Before beginning PAT, a thorough psychiatric and medical evaluation is essential. Anyone taking SSRIs (selective serotonin reuptake inhibitors), MAOIs (monoamine oxidase inhibitors), lithium, antipsychotics, or benzodiazepines should discuss PAT with their prescribing clinician before proceeding, because interactions with these medications range from efficacy-reducing to potentially dangerous depending on the substance involved. Some protocols require a taper off certain medications before a dosing session, which must be medically supervised and should never be attempted without a prescriber's guidance. If you are working with a psychiatrist or GP who prescribes your psychiatric medications, that clinician should be part of the conversation before you begin PAT, not informed afterward.
How to find a practitioner
Verifying credentials in PAT requires more attention than for many other therapy modalities, because training standards vary widely and the field is not yet uniformly regulated. For ketamine, look for clinicians — typically physicians, nurse practitioners, or psychiatrists — who can speak specifically to their training in the psychotherapeutic component of the work, not only the pharmacological administration. A ketamine infusion administered without any psychotherapeutic framework is a different and more limited treatment than ketamine-assisted therapy conducted within a preparation-dosing-integration protocol. For psilocybin, legal facilitation is currently available in Oregon and Colorado in the United States under state-regulated frameworks, and practitioners in those contexts must hold a state-issued facilitator license. For MDMA, legal clinical access remains limited to active clinical trials in most jurisdictions. Before committing to any provider, ask directly: What specific training have you completed in psychedelic-assisted therapy, and with which organization? Have you received supervision in this modality, and do you continue to do so? What does your preparation and integration process look like, and how many sessions does it include? How do you handle a difficult or destabilizing experience during a session? What is your screening process, and what would lead you to recommend against proceeding?

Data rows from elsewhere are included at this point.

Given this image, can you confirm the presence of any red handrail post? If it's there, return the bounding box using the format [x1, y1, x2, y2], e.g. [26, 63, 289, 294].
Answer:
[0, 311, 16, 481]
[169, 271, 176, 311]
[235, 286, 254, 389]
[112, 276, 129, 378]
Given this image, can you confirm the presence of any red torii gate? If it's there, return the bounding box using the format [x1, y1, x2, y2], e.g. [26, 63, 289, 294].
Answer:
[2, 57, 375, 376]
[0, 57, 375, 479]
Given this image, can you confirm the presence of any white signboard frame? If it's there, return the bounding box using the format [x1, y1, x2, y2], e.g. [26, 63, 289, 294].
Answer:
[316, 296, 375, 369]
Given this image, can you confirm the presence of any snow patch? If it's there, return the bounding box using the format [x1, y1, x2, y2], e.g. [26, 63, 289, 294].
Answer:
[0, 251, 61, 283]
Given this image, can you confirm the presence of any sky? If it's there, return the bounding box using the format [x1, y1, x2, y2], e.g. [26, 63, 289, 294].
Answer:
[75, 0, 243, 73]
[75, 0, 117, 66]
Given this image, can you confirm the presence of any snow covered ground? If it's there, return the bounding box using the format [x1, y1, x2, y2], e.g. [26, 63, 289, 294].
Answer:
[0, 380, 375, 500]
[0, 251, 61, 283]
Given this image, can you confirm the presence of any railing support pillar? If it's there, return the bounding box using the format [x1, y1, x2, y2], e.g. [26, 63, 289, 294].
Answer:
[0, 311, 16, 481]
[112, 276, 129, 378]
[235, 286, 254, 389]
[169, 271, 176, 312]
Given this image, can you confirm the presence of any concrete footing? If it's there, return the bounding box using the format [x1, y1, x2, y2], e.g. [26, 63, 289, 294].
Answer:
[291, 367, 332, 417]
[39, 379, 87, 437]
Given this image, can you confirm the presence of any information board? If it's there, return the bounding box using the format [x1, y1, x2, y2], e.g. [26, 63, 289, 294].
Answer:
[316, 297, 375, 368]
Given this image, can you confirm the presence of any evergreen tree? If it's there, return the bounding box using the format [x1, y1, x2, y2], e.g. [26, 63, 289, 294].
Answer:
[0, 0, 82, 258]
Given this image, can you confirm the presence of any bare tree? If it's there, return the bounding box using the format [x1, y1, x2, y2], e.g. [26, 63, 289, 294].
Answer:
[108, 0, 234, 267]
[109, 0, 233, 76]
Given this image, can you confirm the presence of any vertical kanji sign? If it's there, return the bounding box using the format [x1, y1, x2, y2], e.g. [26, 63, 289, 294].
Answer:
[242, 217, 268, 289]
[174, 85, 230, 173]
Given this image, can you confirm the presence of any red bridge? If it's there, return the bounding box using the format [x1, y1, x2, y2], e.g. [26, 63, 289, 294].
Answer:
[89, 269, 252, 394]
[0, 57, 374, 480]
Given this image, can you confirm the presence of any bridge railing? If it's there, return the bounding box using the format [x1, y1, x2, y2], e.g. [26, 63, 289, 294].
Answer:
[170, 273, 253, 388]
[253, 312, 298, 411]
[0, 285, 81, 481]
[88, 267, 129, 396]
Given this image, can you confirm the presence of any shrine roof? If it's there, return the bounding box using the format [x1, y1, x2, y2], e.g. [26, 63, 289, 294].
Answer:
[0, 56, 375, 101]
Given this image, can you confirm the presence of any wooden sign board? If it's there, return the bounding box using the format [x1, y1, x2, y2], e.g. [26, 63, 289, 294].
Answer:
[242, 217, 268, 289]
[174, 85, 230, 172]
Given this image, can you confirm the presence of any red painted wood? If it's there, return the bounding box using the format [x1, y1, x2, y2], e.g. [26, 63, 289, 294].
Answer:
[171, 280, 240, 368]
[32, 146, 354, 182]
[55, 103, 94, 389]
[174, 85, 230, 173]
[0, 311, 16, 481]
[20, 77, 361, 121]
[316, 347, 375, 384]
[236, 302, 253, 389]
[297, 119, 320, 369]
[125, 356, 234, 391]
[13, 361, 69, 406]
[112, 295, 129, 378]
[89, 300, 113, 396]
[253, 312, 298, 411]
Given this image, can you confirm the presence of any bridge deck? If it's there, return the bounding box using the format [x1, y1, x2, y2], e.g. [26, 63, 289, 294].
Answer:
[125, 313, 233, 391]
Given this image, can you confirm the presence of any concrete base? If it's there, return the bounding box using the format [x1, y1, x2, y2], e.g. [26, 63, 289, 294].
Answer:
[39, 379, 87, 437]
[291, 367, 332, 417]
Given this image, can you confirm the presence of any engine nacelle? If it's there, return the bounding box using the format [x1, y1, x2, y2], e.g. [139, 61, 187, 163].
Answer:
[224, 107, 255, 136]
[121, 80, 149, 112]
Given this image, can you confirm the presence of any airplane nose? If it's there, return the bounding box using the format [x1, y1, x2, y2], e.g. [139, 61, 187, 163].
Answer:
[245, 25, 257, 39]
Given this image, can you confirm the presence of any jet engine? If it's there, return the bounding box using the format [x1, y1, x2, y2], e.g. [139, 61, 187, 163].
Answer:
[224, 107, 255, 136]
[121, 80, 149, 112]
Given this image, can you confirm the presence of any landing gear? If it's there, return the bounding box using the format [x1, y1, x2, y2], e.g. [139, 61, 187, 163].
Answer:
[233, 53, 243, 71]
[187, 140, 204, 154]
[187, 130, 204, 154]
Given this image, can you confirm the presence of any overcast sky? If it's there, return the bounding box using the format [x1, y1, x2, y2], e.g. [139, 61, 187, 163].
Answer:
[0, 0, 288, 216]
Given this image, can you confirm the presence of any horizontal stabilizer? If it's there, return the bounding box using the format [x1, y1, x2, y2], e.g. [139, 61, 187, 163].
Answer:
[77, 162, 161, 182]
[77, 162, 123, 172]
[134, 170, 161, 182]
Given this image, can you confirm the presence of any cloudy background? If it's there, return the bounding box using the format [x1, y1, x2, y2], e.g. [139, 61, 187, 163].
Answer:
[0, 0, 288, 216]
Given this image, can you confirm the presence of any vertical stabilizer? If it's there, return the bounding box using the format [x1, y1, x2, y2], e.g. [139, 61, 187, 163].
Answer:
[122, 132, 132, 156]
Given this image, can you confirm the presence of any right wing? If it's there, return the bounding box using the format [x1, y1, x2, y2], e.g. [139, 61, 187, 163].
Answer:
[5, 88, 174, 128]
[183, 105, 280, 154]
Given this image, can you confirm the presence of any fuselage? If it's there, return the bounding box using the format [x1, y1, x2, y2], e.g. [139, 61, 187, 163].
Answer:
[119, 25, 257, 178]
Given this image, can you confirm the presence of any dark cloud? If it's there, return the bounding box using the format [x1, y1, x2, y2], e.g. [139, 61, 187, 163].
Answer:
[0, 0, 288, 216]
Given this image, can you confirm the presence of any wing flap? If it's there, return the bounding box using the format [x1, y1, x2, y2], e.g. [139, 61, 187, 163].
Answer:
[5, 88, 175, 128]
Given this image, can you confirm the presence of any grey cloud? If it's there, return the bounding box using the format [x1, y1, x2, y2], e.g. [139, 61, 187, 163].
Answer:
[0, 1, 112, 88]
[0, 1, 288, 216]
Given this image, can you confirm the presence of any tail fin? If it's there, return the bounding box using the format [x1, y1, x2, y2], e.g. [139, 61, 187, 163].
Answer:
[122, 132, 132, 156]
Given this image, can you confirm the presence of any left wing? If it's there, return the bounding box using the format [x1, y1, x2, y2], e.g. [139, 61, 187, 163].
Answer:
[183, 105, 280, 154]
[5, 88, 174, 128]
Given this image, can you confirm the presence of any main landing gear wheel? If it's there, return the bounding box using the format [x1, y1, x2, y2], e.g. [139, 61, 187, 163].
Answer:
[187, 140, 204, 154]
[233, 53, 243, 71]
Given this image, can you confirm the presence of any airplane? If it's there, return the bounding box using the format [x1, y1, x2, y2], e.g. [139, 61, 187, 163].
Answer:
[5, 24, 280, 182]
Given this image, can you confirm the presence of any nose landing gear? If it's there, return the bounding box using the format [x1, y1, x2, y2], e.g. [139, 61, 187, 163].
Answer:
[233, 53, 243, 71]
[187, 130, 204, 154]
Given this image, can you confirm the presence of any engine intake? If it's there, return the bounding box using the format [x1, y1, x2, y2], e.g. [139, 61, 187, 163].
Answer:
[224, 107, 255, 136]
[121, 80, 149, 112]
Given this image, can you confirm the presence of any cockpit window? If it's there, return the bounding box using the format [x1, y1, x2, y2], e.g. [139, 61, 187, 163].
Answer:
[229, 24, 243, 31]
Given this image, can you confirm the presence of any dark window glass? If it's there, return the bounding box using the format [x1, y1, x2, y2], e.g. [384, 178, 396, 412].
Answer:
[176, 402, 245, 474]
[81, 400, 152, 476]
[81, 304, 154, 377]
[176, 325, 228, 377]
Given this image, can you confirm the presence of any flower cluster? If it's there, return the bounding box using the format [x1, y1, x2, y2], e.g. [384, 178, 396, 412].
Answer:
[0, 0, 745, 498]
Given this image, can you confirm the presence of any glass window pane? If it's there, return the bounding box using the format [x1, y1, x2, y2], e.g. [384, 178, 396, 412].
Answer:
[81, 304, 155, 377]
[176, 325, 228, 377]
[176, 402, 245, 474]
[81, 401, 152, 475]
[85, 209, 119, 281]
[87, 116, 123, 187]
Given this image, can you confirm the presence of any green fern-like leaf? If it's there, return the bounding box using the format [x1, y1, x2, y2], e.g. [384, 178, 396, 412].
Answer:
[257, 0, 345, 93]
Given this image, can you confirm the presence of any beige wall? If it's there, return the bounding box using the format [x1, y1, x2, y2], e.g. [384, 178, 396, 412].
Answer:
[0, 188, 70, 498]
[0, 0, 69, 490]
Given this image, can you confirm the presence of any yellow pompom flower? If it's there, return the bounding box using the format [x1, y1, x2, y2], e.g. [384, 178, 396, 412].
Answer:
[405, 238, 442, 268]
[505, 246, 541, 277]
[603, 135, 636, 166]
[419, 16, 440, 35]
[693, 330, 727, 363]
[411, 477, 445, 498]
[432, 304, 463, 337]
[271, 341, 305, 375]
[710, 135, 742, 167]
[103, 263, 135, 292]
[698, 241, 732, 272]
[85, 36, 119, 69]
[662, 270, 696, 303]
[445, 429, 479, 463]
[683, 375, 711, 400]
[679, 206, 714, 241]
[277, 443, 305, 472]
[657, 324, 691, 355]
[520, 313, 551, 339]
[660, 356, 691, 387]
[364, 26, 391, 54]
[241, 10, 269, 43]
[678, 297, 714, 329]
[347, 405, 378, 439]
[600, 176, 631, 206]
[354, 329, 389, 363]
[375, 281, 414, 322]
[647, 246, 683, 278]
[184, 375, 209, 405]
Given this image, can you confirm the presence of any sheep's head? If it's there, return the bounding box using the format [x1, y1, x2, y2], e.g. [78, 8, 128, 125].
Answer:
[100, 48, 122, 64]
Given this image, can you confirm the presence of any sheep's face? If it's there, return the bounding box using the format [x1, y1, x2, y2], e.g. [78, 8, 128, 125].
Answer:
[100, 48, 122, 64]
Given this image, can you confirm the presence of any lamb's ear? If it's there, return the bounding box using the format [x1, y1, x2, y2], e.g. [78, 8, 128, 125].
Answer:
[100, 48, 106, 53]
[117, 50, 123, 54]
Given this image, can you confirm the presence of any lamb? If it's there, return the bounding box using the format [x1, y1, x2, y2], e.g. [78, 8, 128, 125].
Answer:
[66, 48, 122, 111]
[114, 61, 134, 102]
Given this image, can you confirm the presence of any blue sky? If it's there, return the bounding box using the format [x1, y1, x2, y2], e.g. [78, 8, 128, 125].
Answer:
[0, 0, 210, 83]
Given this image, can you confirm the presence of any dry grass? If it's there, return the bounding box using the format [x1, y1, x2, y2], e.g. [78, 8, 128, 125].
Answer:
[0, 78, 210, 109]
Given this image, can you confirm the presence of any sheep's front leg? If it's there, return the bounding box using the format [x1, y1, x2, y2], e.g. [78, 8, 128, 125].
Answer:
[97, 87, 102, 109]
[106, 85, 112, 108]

Be cautious with vague claims. Phrases like 'holistic psychedelic healing' or 'consciousness expansion' without reference to specific clinical training or protocol structure are a signal to probe further. A qualified PAT provider will be able to name their training, describe their clinical protocol in concrete terms, and speak frankly about the risks and limitations of the approach. They should also ask you about your psychiatric and medical history in detail before agreeing to work with you — a provider who does not conduct thorough screening is a provider to be wary of.